So I asked my friend Google how to find a job. Google said I need something called a resume, which I thought was kinda like a pedigree and I don't have one of those. But my human said a resume is just a list of jobs you've had and things you're good at doing. I've never had a job before, but I am good at a few things:
- eating
- sleeping
- looking cute
- making humans happy
- being a pug
- getting my picture taken
- telling stories
I looked into it and found that food critics do most of their eating in restaurants, so I asked my human to take me to one. She said dogs aren't really allowed in restaurants, but I figured maybe if I wore a sweater or something I could blend in.
And it worked! Sort of.
I made it into the restaurant, was seated at a table and waited for someone to bring me something to eat. I waited. And waited. And waited some more. Lots of people AwWwed and told me I'm SOOOO cute, but no one ever brought me food. How can I become a food critic if I can't get served in restaurants??
Is there any job that pays just to be cute??
5 comments:
If there was a job that paid you just to be cute you would be a millionare!

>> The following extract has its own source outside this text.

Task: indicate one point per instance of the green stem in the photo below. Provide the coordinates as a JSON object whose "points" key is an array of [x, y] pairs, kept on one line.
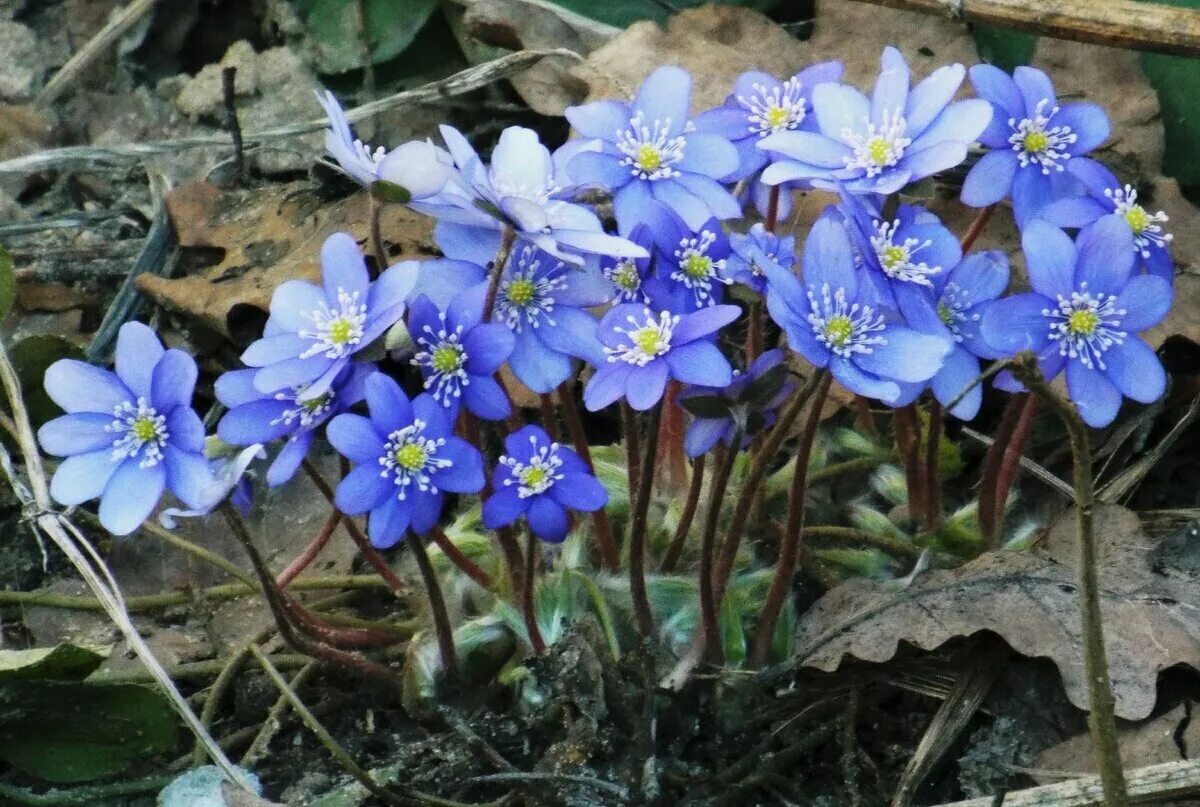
{"points": [[1101, 718]]}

You could be a model, Puglet, but my 12 year old says you have to be 'fierce', too. She says to check out America's Top Model for some posing and walking tips.
Lafayette Lola
Fierce? Like a nose-pinching lobster?
Hmmm. I'll have to ask Google about that.
Oh Puglet, you are FIERCE - fiercely CUTE! Good luck on the job hunt buddy!
Puglet, you already are a model; look at all the great photos of you on your blog. You definitely know how to "strike a pose". See if you can get your human to put together a portfolio of some of your best pictures (which will be hard because there are so many!). Then send your photos to local and national agents that represent furry four-legged models like you. Before you know it, you'll be in the big leagues, like those dogs that I see on tv commercials, earning more biscuits than you'll know what to do with!